Because I didn’t run this empirically, I can only subjectively say that during those periods the model was more likely to discard existing decisions. I needed to be often adamant about accessibility, and usability considerations because changes made during those hours would break established improvements.

My takeaways

At the end of this trial period I had something I would be able to release. This stands in contrast with my experience over the last year. There is much that can be attributed to better harnessing of the models, such as their encoded reliance on writing tests even when unprompted. I would guesstimate that the LLM took me around to 90%, functionally, towards how I was envisioning the project as it was being built.

What is the license and liability of this code? The current critical consensus is that GenAI code is uncopyrightable unless enough human authorship is demonstrable. If prompting the model can be considered enough is something that still needs to be settled. In terms of liability how can one assure that outputs conform to existing requirements without reviewing changes to their fullest? These questions will hopefully be answered by December this year when the Cyber Resilience Act comes in full effect.

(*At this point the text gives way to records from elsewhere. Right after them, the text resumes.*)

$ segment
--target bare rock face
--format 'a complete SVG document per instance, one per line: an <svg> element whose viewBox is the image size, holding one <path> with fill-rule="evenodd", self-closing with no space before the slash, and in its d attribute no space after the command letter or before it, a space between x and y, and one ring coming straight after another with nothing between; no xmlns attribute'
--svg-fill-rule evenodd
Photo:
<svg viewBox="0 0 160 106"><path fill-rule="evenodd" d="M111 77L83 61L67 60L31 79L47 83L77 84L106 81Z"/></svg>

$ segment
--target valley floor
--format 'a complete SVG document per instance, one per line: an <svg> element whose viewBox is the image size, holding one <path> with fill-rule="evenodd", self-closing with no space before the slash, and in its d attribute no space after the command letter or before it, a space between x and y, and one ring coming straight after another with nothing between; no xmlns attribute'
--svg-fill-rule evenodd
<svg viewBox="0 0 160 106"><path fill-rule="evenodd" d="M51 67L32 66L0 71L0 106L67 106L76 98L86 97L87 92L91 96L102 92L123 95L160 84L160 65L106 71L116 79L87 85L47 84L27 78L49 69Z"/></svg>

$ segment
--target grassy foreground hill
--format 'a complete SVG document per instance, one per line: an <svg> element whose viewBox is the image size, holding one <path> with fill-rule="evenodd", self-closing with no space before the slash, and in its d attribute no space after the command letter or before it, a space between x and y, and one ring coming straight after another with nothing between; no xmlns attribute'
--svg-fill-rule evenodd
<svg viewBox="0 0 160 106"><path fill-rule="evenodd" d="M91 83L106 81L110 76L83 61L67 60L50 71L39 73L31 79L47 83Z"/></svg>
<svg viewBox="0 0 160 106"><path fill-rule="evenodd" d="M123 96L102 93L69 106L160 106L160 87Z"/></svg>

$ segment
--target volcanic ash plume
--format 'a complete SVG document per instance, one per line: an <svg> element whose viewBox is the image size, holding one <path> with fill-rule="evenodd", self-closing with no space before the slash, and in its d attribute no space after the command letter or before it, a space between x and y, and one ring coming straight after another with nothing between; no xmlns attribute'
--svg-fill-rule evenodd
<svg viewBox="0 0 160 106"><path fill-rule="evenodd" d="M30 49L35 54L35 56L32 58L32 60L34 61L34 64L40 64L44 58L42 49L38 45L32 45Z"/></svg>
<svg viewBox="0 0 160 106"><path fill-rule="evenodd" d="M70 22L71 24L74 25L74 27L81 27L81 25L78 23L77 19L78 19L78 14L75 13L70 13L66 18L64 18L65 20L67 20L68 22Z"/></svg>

There is no denying that vibe-coding today leads to more consistent results than before. However it might be worth considering that if we use them as prototyping tools, we could also start applying an old principle from the book Mythical Man-Month - that is - build one to be thrown away. The process of building is the process of learning the domain. What if we use them more for learning the problem space, instead of producing software that goes straight to production with all the liabilities involved?

A video demo of the plugin in action with trivial examples, backed by the self-hosted gpt-oss-20B model.

vibe-coding:
a term used to describe programming with the assistance of AI without any manual intervention or review of the generated code.
agent:
an orchestration approach in which a model is given the tools and automated oversight to complete tasks autonomously.
codex: OpenAI's coding agent tooling that runs in the terminal.
end‑to‑end tests:
a test that exercises the entire application stack from user input to its last output.
AGENTS.md:
a markdown file that documents the capabilities and usage patterns within a project for the agents.
Mythical Man‑Month:
a classic book on software engineering that famously states “adding manpower to a late software project makes it later.”